Accetta una futura messa in comune dei debiti nell’Unione europea? «No. Ci dev’essere una connessione stretta tra il debito pubblico, i rischi finanziari e i responsabili politici nazionali. Non vedo vantaggi nel condividere i rischi prima di averli ridotti. La responsabilità degli Stati dell’Unione Monetaria è sulla loro finanza pubblica. Non siamo a favore di un’Unione europea che continui a emettere obbligazioni...

La Cina si concentra sulla lotta al Covid, l’Europa ha rotto con la Russia e gli Stati Uniti sono impegnati nella rivalità con la Cina: la globalizzazione è in declino?
«Il clima internazionale sta cambiando e la Ue ha un ruolo importante in questo mondo nuovo. Putin non raggiungerà i suoi obiettivi di guerra, ma un risultato lo otterrà: le democrazie liberali sono più unite che mai. Europa, Nord America, Giappone, Corea del Sud e altri Paesi rafforzeranno la cooperazione fra loro. Questo nuovo tipo di globalizzazione dovrebbe combinare valori e interessi economici condivisi».

Non somiglia molto all’approccio tedesco degli ultimi due decenni...
«La Germania soffre di bilateralizzazione. Il nostro rapporto con la Russia in termini di energia è troppo bilaterale. E abbiamo una relazione commerciale molto bilaterale con la Cina. Dobbiamo globalizzare e differenziare i rapporti commerciali e di fornitura. Dobbiamo negoziare nuovi trattati commerciali, accordi con altri Paesi per rafforzare i legami economici con i partner che hanno i nostri valori».

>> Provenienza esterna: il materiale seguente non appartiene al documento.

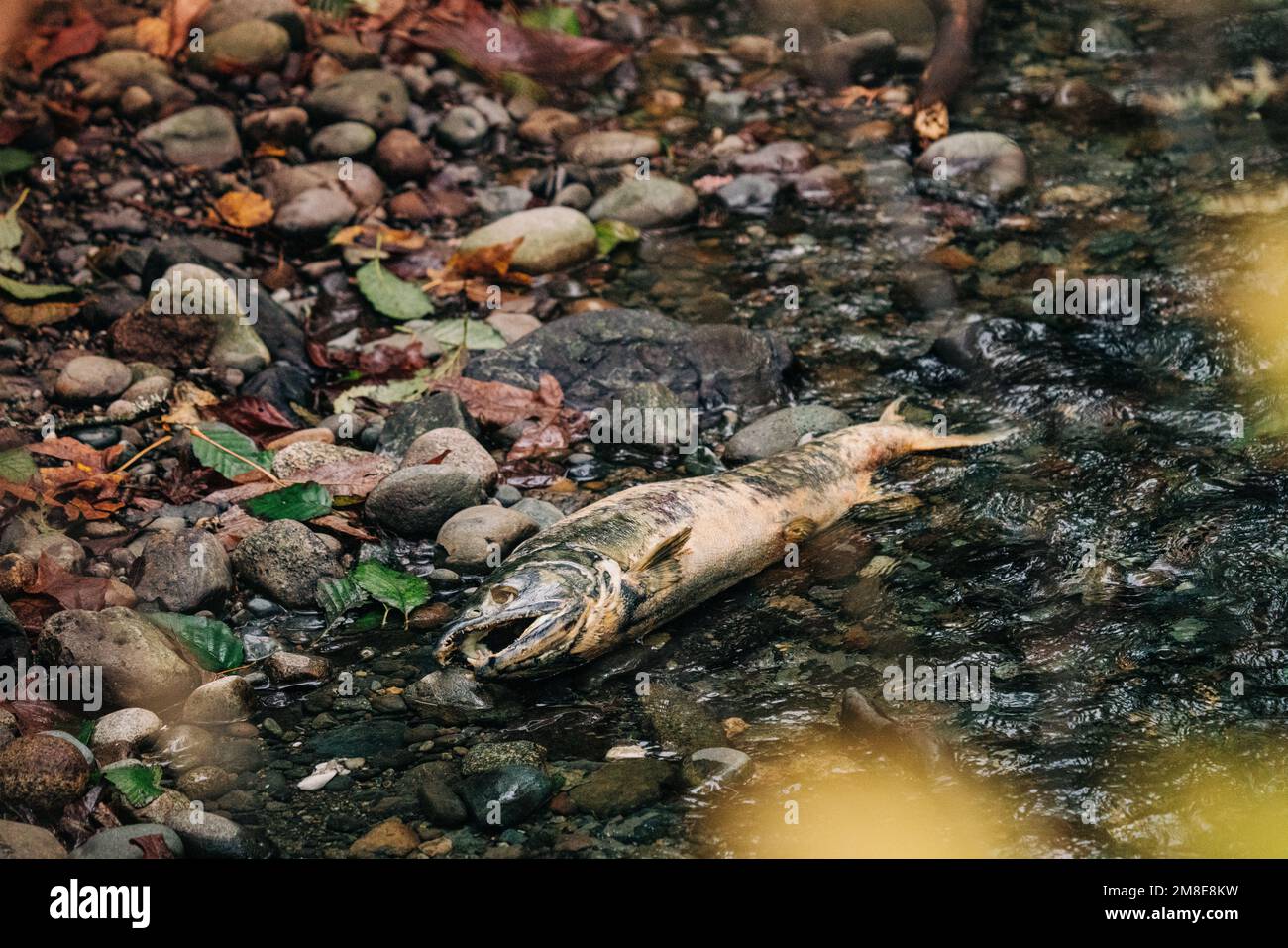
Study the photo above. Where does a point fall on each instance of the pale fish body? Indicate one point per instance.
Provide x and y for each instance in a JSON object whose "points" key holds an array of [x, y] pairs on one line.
{"points": [[631, 562]]}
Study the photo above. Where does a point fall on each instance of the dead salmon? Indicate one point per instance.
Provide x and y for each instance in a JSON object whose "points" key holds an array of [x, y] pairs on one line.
{"points": [[625, 565]]}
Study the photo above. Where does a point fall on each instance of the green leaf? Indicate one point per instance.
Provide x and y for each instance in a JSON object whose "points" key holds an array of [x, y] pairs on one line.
{"points": [[14, 159], [478, 335], [138, 784], [336, 596], [294, 502], [33, 291], [391, 296], [235, 441], [389, 393], [609, 233], [211, 643], [17, 467], [561, 18], [391, 587]]}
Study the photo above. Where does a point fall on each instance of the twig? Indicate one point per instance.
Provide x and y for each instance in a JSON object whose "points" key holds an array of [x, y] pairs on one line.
{"points": [[198, 433], [156, 443]]}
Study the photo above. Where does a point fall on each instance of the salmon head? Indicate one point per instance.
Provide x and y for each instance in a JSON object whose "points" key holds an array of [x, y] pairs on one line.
{"points": [[540, 617]]}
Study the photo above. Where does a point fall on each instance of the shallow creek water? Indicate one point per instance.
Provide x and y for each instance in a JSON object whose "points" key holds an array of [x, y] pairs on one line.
{"points": [[1117, 566]]}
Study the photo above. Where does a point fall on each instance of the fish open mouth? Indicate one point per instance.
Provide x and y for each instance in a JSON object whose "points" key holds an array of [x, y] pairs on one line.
{"points": [[480, 639]]}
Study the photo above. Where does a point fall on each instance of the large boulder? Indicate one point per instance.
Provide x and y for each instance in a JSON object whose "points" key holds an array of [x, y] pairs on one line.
{"points": [[187, 571], [601, 356], [141, 666], [284, 562]]}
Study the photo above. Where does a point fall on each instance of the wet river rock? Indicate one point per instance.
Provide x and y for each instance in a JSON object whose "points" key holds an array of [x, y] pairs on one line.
{"points": [[284, 562], [603, 356], [782, 430], [416, 501], [141, 666], [43, 772], [183, 572]]}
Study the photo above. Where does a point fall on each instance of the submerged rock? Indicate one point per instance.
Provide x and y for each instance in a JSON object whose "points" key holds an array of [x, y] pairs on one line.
{"points": [[554, 239], [645, 202], [507, 796], [183, 572], [284, 561], [204, 137], [605, 355], [26, 841], [982, 161], [782, 430], [416, 501], [373, 97], [455, 697]]}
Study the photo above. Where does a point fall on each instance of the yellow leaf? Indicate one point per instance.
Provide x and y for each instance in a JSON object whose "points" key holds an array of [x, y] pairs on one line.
{"points": [[245, 209]]}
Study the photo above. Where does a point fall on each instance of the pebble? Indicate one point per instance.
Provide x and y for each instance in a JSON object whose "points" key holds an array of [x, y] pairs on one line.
{"points": [[416, 501], [121, 733], [478, 537], [373, 97], [187, 571], [623, 786], [246, 48], [549, 125], [782, 430], [402, 156], [204, 137], [982, 161], [604, 149], [91, 378], [492, 756], [391, 839], [222, 700], [294, 668], [464, 127], [507, 796], [342, 140], [554, 239]]}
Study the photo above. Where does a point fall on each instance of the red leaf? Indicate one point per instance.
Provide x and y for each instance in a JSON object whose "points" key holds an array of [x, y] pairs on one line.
{"points": [[254, 416], [154, 846], [78, 38], [93, 592]]}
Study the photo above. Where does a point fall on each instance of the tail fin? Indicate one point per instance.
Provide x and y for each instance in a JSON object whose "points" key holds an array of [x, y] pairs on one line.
{"points": [[925, 440]]}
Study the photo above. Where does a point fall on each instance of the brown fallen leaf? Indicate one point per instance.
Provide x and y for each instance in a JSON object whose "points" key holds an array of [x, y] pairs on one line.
{"points": [[554, 427], [77, 38], [244, 209], [484, 262], [494, 47], [72, 591], [387, 237], [38, 314]]}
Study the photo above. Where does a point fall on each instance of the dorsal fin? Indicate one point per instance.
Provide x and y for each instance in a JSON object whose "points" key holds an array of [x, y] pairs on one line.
{"points": [[660, 567]]}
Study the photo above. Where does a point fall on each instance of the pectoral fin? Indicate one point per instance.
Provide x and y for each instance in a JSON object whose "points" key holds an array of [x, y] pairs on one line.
{"points": [[660, 567], [799, 530]]}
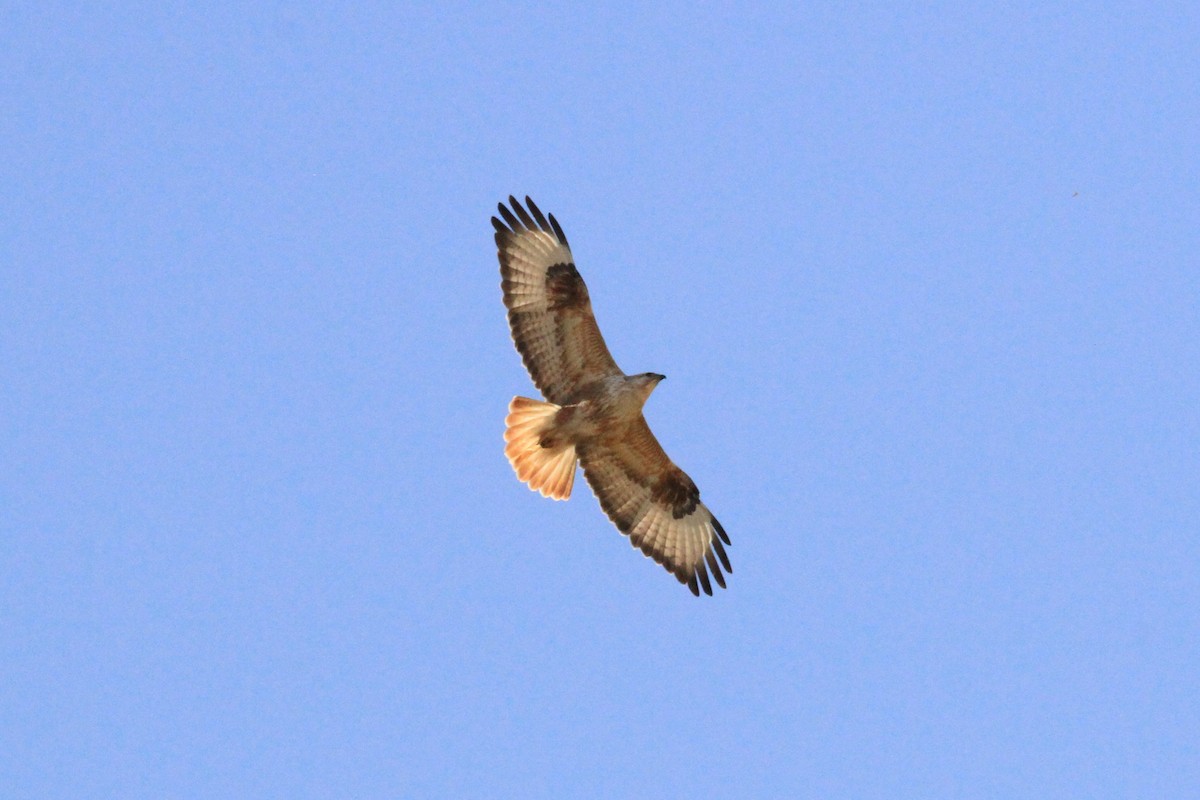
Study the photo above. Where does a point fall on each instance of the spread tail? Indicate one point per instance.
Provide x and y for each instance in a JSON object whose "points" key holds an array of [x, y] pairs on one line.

Il ministro delle Finanze americano, Janet Yellen, parla di “friend-shoring”, lo spostamento delle catene di fornitura verso partner più fidati...
«Mi piace. Ma una precisazione: dobbiamo evitare la costruzione di nuovi blocchi politici. Ovviamente la Russia non sarà più un interlocutore per un periodo molto lungo. La Cina è allo stesso tempo un partner commerciale, un concorrente e un rivale sistemico. Ma non dobbiamo puntare contro gli altri questo approccio alla globalizzazione basato sui valori. Neanche l’India è la controparte più facile nei negoziati, ma dobbiamo staccare l’India e la Cina dalla Russia. Quindi sono d’accordo sulla globalizzazione tra amici, ma sono contro la formazione di due blocchi separati».

Lei dice che i Paesi europei sono più vicini che mai. Ma nell’attuale crisi energetica ognuno gioca da solo. Non stiamo comprando insieme il gas liquefatto come facemmo con i vaccini durante la pandemia...
«La mia proposta è di cooperare più strettamente nel settore energetico e per mitigare il cambio climatico. Ma non c’è nessuna lotta tra europei. I Paesi devono affrontare le loro specifiche esigenze energetiche e questo rende la situazione diversa da quella di Covid: all’epoca avevamo tutti bisogno degli stessi vaccini. Ora è più complesso: l’approvvigionamento energetico non è diverso solo tra Italia, Francia, Spagna o Germania. Anche all’interno della Germania, abbiamo reti energetiche diverse tra Est e Ovest».